We assessed the model’s accuracy as the percentage of predictions within measurement error. We calculated model accuracy for all predictions and by prandial state. To estimate the proportion of variance explained (R^2) by the model in the test dataset, we used a method recently proposed by Nakagawa and Schielzeth . This method allows for independent estimation of the proportion of variance explained in a mixed–effects model by the fixed effects and also by the full model (combined fixed and random effects). However, it does not allow for estimation of R^2 in models with multiple levels of random effects (e.g. random slopes within random intercepts). Therefore, we used a model with only random intercepts for these calculations.
We assessed the model’s practical utility by the number of individuals with ≤1 model error after the 3rd exercise session. Finally, we assessed model error across individuals graphically.

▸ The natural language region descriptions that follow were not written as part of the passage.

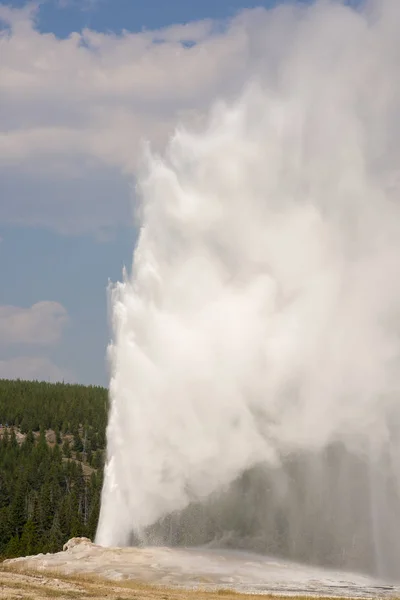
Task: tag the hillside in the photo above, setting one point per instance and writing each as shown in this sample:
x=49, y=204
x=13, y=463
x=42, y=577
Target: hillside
x=52, y=441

Post-hoc assessment of predictors of model error
Since our analysis pointed to significant inter-individual variability in model performance, we conducted a post-hoc analysis to see if we could determine a priori, whom the model might work for. To this end, we created a mixed-effects logistic regression model including variables that were not accounted for in the predictive model. These variables were: sex, metformin status, and the standard deviation of the individuals’ pre-exercise glucose and post-exercise glucose levels in the exercise sessions prior to the test set. The output of this model was the odds of a model error. Odds > 1 indicating a higher likelihood of model error compared to individuals with average values for the predictors in the model. Odds < 1 indicating a decreased likelihood of model error compared to individuals with average values for the predictors in the model.
All analyses were performing using R, statistical computing software . For the LASSO variable selection, we used the lmmlasso package . To calculate the relative importance of each predictor variable (i.e., the LMG algorithm), we used the relaimpo package . The mixed effect predictive models were implemented using the lme function in the nlme package . For the mixed effects logistic regression model we used the Zelig package .
Tables 1 and 2 describe the categorical and continuous predictors used in this study. Table 1 presents the categorical data used in the study as counts (percent). Differences between the development and test datasets for categorical variables were tested using Chi-square tests. Table 2 presents the continuous variables as mean (± standard deviation, SD). Differences between the development and test datasets for each continuous variable were tested using Wilcoxon rank-sum tests.
Table 1. Categorical descriptors of the individuals and exercise sessions
Table 2. Continuous descriptors of the individuals and exercise sessions
The values of the categorical and continuous variables in Tables 1 and 2 might be considered typical values of individuals with T2DM treated with oral medications, and the ranges indicative of the heterogeneity in this population.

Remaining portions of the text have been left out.